Out of the box, the combination of Stanford NER + Google has precision of about 0.40 and recall of 0.73 on my data (U.S. novels published between 1851 and 1875). Precision is the fraction of identified places that are correct; recall is the fraction of actual places in the source text that are identified correctly. You could get great recall—and terrible precision—by identifying everything in the source text as a location; likewise you’d have terrific precision—but awful recall—by limiting the locations you identify to those that are easy and unambiguous, e.g., “Boston.” You can combine (well, take the harmonic mean of) precision and recall to get an overall sense of accuracy via an F measure; in this case F1 (which weighs P and R equally) is 0.52.
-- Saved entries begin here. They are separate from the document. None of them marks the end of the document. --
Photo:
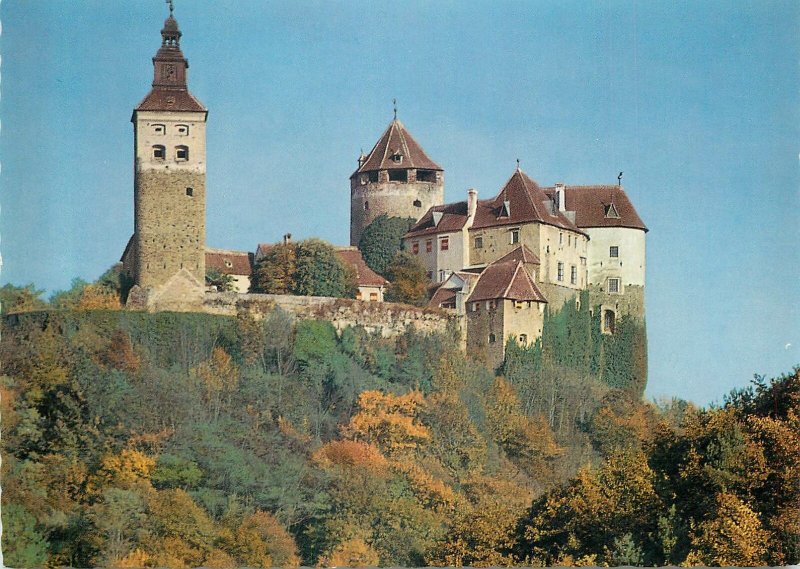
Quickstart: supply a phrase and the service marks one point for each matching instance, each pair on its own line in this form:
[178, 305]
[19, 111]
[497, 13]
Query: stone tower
[396, 178]
[166, 255]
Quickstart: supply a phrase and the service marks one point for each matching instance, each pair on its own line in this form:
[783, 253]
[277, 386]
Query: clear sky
[697, 102]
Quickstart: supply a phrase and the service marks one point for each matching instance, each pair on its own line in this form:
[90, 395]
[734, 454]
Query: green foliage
[23, 544]
[381, 240]
[408, 280]
[20, 299]
[216, 278]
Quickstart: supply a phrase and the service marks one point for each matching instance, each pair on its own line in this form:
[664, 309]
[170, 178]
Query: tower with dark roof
[396, 178]
[167, 250]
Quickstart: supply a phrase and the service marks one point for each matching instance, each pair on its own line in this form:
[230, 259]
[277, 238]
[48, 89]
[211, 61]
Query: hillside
[180, 440]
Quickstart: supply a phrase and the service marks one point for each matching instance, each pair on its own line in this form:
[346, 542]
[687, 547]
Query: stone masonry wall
[170, 225]
[389, 319]
[395, 199]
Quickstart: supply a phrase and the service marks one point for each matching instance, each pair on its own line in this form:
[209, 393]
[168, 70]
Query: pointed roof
[396, 139]
[506, 280]
[521, 200]
[601, 206]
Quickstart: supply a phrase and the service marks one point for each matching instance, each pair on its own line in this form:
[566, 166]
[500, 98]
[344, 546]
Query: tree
[274, 272]
[216, 278]
[382, 239]
[408, 280]
[320, 272]
[20, 298]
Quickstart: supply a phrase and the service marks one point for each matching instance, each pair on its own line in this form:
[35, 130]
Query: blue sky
[697, 102]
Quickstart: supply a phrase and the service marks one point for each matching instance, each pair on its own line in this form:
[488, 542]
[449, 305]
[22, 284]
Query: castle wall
[389, 319]
[395, 199]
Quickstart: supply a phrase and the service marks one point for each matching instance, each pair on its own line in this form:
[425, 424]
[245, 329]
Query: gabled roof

What those numbers mean is that the method succeeds in finding most of the named places, but it also finds a lot of other extraneous stuff that it thinks are places but really aren’t. Fortunately, many of its errors aren’t of the kind you might expect. For instance, the location of “Springfield” in a text is hard to resolve without more information. There are some of these ambiguity problems, of course, but many more come from text strings that ought not to have been identified as locations at all. Some of these are more or less ambiguous (“Charlotte” or “Providence,” for instance, both of which show up pretty often in nineteenth-century texts, almost always as a personal name and divine care, respectively). But many such false locations are (even more) straightforward: “New Jerusalem,” “Conrad,” “Caroline,” etc. (I saw something similar in my previous work with GeoDict.)
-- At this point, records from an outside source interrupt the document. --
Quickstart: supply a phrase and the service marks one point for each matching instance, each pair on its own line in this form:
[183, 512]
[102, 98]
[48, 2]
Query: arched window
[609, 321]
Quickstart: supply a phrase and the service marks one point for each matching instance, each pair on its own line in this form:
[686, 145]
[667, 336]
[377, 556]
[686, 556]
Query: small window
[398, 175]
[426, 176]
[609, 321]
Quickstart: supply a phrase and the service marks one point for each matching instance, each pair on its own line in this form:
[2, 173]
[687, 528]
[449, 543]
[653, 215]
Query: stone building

Because these sorts of errors are pretty easily identified out of context, it’s not terribly hard to clean up (quickly!) the results by hand, striking recognized locations that likely aren’t used as real places. At the same time, there are a few commonly-used pseudo-places that the NER package finds but Google doesn’t identify (“the South,” “Far East,” and so on). These are trivial to correct.
Applying such hand cleanup raises precision to 0.59 and recall to 0.84 (the latter mostly due to “South,” “North,” etc.—we’re talking about the lit of the Civil War, after all). The revised F1 score is 0.69. That’s not bad, really (though one would always like these numbers to be higher). Compare, for instance, Jochen Leidner’s evaluation of toponym resolution methods, which found lower numbers using more sophisticated techniques on locations mentioned in newspaper articles. Note in particular that even humans often don’t agree on what constitutes a named location (“Boston lawyer”: adjective or place?) nor on the identity of the referent (Leidner cites inter-annotator agreement of roughly 80-90% depending on the corpus).
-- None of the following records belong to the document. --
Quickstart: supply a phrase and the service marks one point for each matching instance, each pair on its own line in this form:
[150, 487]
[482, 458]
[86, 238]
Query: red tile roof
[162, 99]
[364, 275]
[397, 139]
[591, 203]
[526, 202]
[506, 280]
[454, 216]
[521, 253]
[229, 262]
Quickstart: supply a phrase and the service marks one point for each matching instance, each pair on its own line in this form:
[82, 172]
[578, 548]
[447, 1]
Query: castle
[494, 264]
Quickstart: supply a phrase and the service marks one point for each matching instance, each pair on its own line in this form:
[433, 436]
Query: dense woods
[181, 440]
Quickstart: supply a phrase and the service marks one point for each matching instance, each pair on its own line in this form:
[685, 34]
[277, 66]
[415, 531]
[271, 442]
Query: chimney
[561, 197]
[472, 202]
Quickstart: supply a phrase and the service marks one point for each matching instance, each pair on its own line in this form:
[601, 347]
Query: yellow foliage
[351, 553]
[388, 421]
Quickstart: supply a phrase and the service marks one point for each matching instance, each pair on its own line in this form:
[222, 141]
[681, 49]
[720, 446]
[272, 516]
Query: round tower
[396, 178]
So long story short: the combination of Stanford NER and Google geolocation performs (surprisingly?) well by contemporary standards. But keep in mind that even in the best case, around 40% of the identified results will be spurious.
The best way to improve performance would be to label some data from the domain of 19th century novels. You have a serious mismatch with the newswire-type data that Stanford’s using.
There are several data annotation tools out there. Using our own tool from LingPipe, I’ve found this kind of data pretty easy to annotate — at least 4K-5K tokens/hour. And with a set of 50K labeled tokens, performance should be MUCH better. We’ve also had good luck annotating named-entity data on Mechanical Turk (Jenny Finkel, who was one of the main contributors to the Stanford NE work, recently collected a 1M token corpus over Wikipedia data which we’re currently in the process of adjudicating before releasing it).
A second line of attack would be in improving dictionary resources to match what you want, for instance by adding “South” as a location. Stanford’s tool uses conditional random fields (CRFs), so you could add dictionary information.
Finally, training a system just to recognize locations might also help. Presumably you’re using a generic person/location/organization setup.
Another thing you could do is use a tool that gives you probabilities on the output and you could trade off precision and recall. I don’t think Stanford’s lets you do that, but our CRFs and HMMs do, as do some of Mallet’s.
Thanks, Bob (and apologies for the long delay while I was moving) – these are useful suggestions all. Inter-annotator agreement is always going to be an issue (adjectival uses of place names are especially hard to classify), but that’s no reason not to collect the best possible domain-specific training data.
As for annotation tools, will need to investigate. So far I’ve used only Stanford’s packaged data, so haven’t looked into them.
Thanks again – I appreciate the advice!